University of the Incarnate Word Sustainability Scholar Dominic Teran plants in the community garden on campus.

In a small amount of space between University of the Incarnate Word buildings, Teran and his fellow student gardeners grow many vegetables and herbs in raised plots. Not only are UIW students enriched by gardening on our own campus, they have gone out and helped develop community gardens at Ella Austin Community Center, Carroll Early Childhood Center and have assisted with an expansion at Guadalupe Community Center. In doing this the students have developed friendships, gotten to know other parts of the city, and become more engaged citizens.

Not only can we be physically nourished by the vegetables, but we can be spiritually transformed.

Pope Francis wrote, “The universe unfolds in God, who fills it completely. Hence, there is a mystical meaning to be found in a leaf, in a mountain trail, in a dewdrop, in a poor person’s face. The ideal is not only to pass from the exterior to the interior to discover the action of God in the soul, but also to discover God in all things.

Saint Bonaventure teaches us that ‘contemplation deepens the more we feel the working of God’s grace within our hearts, and the better we learn to encounter God in creatures outside ourselves’”. (223).

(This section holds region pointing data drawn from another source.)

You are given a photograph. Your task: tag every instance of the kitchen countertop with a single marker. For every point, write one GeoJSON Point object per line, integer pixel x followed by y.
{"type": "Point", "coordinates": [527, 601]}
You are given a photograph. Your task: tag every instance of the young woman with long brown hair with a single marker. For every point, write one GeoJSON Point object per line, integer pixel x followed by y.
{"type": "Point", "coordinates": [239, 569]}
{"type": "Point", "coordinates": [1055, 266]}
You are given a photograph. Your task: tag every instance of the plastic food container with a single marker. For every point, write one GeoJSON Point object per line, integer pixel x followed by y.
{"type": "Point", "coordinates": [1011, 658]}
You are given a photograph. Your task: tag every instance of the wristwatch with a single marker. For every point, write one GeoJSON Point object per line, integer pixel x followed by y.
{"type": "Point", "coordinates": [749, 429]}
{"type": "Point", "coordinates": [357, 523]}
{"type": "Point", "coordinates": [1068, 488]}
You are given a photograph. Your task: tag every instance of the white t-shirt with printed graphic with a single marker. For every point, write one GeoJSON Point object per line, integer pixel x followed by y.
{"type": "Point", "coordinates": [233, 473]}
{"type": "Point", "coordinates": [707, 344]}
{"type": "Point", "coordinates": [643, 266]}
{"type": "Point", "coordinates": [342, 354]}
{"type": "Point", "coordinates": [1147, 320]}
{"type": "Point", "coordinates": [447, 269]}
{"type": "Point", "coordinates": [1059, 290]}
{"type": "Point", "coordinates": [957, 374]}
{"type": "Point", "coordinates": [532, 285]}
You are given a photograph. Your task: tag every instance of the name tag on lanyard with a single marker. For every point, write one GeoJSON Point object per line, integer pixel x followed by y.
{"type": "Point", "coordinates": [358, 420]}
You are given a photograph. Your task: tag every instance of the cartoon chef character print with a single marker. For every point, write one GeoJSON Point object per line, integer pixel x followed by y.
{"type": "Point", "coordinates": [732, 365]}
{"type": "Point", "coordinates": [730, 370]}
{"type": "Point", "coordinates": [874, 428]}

An article from the San Antonio Archdiocesan Task Force on the implementation of Pope Francis’ message on climate change and caring for our common home. (Reprinted with permission from Today’s Catholic newspaper, March 3, 2017, p. 28)

On the header: At Carroll Early Childhood Center, where UIW students started this garden, children are in wonder over a worm.


  1. Anne Celeste Merlo

    Thank you for sharing these words. Sometimes it is nice to hear or read messages that speak straight to the heart. This article does just that.

  2. Susan Brotherman

    I am trying to pull up Sr. Martha Ann’s piece on Living Laudato Si

    • Amormeus

      Hello Susan! At the end of the text there are buttons that allow you to share it.